This ornamental project aims to familiar myself with Rhino, Grasshopper, and the Python script component in order to generate parametric design. Note that I know nothing about these softwares (though arguably now I know a little bit after making this first project), but I know how to code, which made it easier to tackle the task. Investigating digital fabrication through programming made sense for me.

But I didn't want to get done with this work without the feeling that I discovered new possibilities hidden behind the super combo Rhino+Grasshopper. Each software frames certain ways of creation, I am slowly figuring out what they are. I explored different approaches to shape the third dimension of a 2D design, to investigate noise, to thicken vectorial lines, and to explore image composition with multiple versions of the pattern.

Step 1: Creating the Pattern in Python

I started with a simpler/slightly modified version of the Python program provided by my instructor, Jennifer Jacobs. This code is located in the Grasshopper Python script component. I added an element of randomness. Therefore, as you increase the r variable, the pattern gets more distorted from its original structure (when r = 0).

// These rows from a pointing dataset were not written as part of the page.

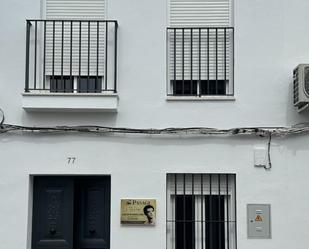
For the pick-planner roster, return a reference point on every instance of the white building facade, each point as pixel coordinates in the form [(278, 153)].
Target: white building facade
[(147, 66)]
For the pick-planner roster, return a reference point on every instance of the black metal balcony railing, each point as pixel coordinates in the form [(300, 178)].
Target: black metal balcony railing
[(200, 61), (71, 56)]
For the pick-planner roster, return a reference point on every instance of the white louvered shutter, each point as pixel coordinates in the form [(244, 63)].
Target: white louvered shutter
[(75, 10), (210, 57)]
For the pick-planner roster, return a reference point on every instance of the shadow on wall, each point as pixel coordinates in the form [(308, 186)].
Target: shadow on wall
[(68, 118)]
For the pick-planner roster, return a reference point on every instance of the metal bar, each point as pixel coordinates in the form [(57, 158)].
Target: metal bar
[(97, 76), (193, 208), (115, 60), (210, 211), (44, 54), (202, 27), (106, 53), (190, 220), (235, 206), (227, 212), (233, 61), (224, 55), (184, 210), (71, 42), (27, 56), (202, 213), (191, 60), (35, 50), (175, 203), (208, 82), (199, 61), (86, 20), (219, 211), (62, 33), (174, 86), (88, 59), (216, 61), (80, 54), (183, 61), (53, 59)]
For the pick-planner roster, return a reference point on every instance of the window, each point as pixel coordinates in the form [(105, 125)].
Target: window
[(71, 212), (72, 42), (85, 84), (201, 211), (200, 48)]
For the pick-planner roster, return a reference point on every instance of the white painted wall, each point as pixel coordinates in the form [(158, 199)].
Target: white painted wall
[(271, 38)]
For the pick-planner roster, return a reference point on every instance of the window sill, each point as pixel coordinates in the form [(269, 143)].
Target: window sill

import rhinoscriptsyntax as rs
import math
import random

listPt = []
distX = (p2.X - p1.X)/rx
distY = (p2.Y - p1.Y)/ry

""" adding pattern of points in Rhino """
for i in range(0,int(rx+1)):
    for j in range(0,int(ry+1)):
        x = distX*i
        y = distY*j
        
        if (i*j*j % mod == 0):
            listPt.append(rs.CreatePoint(x+random.uniform(-randomness,randomness), y+random.uniform(-randomness,randomness), 0.0))
        
a = listPt

""" distance square between two points """
def dist2(p1, p2):
    return (p1.X-p2.X)*(p1.X-p2.X)+(p1.Y-p2.Y)*(p1.Y-p2.Y)
    +(p1.Z-p2.Z)*(p1.Z-p2.Z)

""" adding lines """
listLn = []

for j in range (0,len(listPt)):
    for i in range (0, len(listPt)):
        d = dist2(listPt[i], listPt[j])
        if(d < minDist and d > maxDist):
            listLn.append(rs.AddLine(listPt[i], listPt[j]))
           
b = listLn

Step 2: Creating the Third Dimensionality of the Pattern

Following parts of this tutorial found online, I created a surface made of two curves in Rhino connected through the loft component from Grasshopper. I used the Grasshopper Project component to project the points and lines created by the Python script onto the surface. Then, using the OffsetSurface component from Pufferfish, I connected the two-dimensional pattern to the projected curves. I baked the SUnion component and exported a .stl object from Rhino.

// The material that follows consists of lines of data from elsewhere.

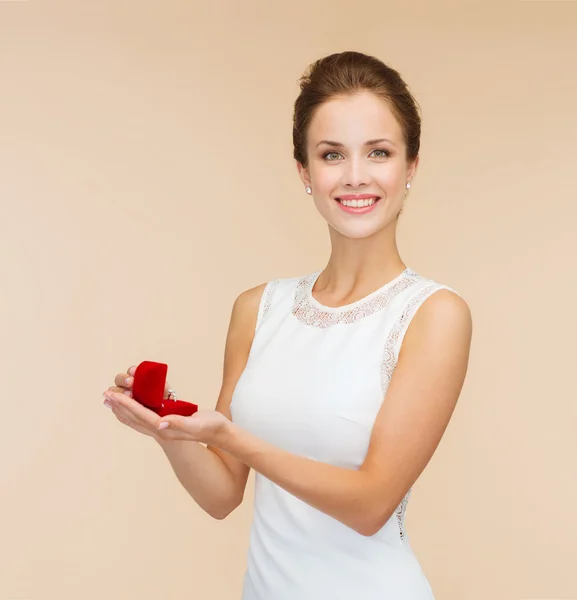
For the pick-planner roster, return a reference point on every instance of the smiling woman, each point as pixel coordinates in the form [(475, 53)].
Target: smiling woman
[(337, 385)]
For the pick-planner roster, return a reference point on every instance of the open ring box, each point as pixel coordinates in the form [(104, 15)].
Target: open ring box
[(148, 390)]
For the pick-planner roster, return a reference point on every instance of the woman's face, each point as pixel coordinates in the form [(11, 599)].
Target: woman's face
[(345, 159)]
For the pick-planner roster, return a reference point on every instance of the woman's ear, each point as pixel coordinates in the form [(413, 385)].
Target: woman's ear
[(304, 174)]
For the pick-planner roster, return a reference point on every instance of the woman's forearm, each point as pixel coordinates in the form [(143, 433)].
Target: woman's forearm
[(203, 475)]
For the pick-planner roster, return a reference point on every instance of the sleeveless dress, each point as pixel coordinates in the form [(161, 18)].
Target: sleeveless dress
[(313, 383)]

Note that I experimented with different thickening options to finally realize that Pufferfish was also offering an offset surface component (not only an offset curve component). I also tried the Pipe option, which created weird artifacts around the junctions.

Step 3: Visualizing in Cura

I imported four versions of my pattern in cura to see how long the print would take if printing the four objects at the same time. It would take an hour and a half, which seems reasonable (to which standard?).

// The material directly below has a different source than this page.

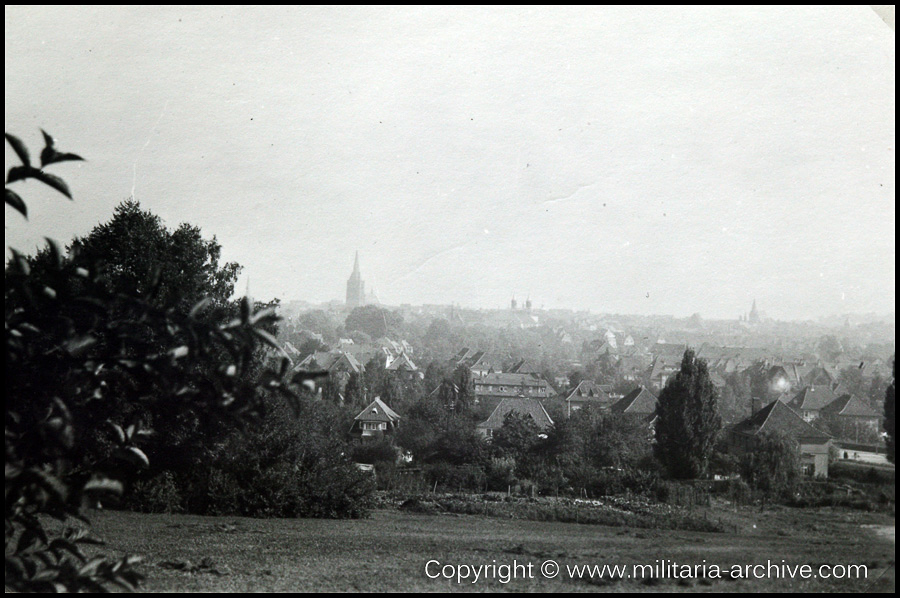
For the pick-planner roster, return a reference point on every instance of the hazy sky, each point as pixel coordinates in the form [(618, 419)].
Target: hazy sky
[(630, 160)]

Step 4: Image Composition in Blender

I finished by visualizing the potential of ordering, moving around, combining the different versions of the pattern in space. I used Blender to do so and rendered a few shots that I found interesting. I incorporated one of my drawings in the scene in order to contemplate the design in combination with other non three-dimensional media. I wanted to begin a visual conversation between different artistic practices that I am interested in.

I also tried to generate a second design that would resemble a body in motion in response to the dancing body illustrated in the drawing. I made a pattern that reminded me dancers in action. I appreciated the contrast between the fluid shapes of the drawing and the geometrical aesthetic of the parametric design.